Sunday, August 24, 2008


  • Enviro Decision Making
  • Enviro Policy
  • Advanced Seminar in Enviro Sci
  • Enviro Risk Analysis and Management

I'm excited for the fall. I don't think I've been this excited about school before. Maybe it's because I've finally realized that I have so much more learning to do and I've got this opportunity that I'm finally appreciative of. Before, school was routine. It was required. Things are usually more pleasant when you are the one making an active choice in doing it rather than being pushed into it by some default. 

Monday, August 18, 2008

Something fishy is going on...

These past few days I was in Fort Chipewyan, Alberta: the oldest settlement in the province, located north of the oil sands situated by the UNESCO-protected Wood Buffalo National Park. After many personal stories were shared of how the oil sands have impacted members of the small, remote community, Parks Canada dropped off this double-jawed goldeye fish by the conference centre. This is just one of the many deformities that have been reported. Will this even make front page news? Maybe in the local paper. Not national.
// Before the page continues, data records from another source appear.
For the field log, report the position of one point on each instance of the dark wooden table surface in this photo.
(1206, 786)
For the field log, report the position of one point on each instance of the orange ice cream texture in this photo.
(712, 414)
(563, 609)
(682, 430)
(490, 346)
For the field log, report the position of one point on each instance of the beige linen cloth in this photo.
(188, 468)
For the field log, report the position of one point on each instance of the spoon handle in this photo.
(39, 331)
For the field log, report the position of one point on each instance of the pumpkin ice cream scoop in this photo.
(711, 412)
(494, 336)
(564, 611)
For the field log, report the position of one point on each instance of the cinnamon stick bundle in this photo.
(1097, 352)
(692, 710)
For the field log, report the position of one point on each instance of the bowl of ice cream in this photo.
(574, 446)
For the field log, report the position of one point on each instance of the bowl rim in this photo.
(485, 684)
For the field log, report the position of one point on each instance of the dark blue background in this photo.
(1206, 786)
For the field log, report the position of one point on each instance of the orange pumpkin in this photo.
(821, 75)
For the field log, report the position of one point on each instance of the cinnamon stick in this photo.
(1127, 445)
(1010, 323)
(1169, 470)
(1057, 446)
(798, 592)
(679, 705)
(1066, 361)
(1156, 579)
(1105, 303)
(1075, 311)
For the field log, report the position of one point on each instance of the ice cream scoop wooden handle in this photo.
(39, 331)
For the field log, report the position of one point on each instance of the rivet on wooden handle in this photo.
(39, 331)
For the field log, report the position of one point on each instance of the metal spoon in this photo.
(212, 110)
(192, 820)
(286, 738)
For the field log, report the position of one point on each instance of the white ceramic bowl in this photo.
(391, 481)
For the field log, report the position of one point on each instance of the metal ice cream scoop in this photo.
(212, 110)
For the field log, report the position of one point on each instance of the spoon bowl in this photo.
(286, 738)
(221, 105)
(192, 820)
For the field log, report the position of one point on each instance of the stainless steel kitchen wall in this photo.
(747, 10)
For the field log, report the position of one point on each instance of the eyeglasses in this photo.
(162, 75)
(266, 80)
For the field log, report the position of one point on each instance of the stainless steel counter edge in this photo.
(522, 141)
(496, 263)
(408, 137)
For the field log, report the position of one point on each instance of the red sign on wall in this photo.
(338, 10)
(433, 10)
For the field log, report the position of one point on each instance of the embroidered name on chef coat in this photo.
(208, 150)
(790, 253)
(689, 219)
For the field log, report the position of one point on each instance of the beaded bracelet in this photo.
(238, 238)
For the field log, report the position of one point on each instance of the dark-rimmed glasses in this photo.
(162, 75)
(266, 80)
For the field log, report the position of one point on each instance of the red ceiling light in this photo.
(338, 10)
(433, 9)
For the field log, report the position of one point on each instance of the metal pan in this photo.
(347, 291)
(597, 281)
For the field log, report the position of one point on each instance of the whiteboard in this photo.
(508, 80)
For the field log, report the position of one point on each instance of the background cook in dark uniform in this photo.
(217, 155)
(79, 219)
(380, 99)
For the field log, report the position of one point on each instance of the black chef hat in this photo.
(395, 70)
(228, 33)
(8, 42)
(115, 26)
Heaven forbid our federal government step in and say that something is wrong here, that something needs to be done. Heaven forbid our government actually protect ALL the people and not just the affluent majority. What's happening is not just deformed fish, it's a defunct way of government. The federal government HAS the ability to reign in what Alberta is getting away with here, but why haven't they stepped in? Because they think that a small community of over 2000 Aboriginal people is OK to sacrifice in the name of the Canadian GDP. They think that these people don't have a voice and can be silenced. Well I can guarantee you that this is just the beginning of what the world will hear from this community. It's only a matter of time before deformed fish populate our water ways and the Canadian fishing industry goes under, at which point the government will be flocking to the needs of the industry, not the needs of the nation of people who will be deprived of what was such a basic food source. When will government be accountable for their inaction, let alone be accountable for the things they've done wrong? One person CAN make a difference. We've been led to believe that it's not possible because industry and government don't want us to believe that we as individuals have power, but we do. We can vote and use the power that we do have.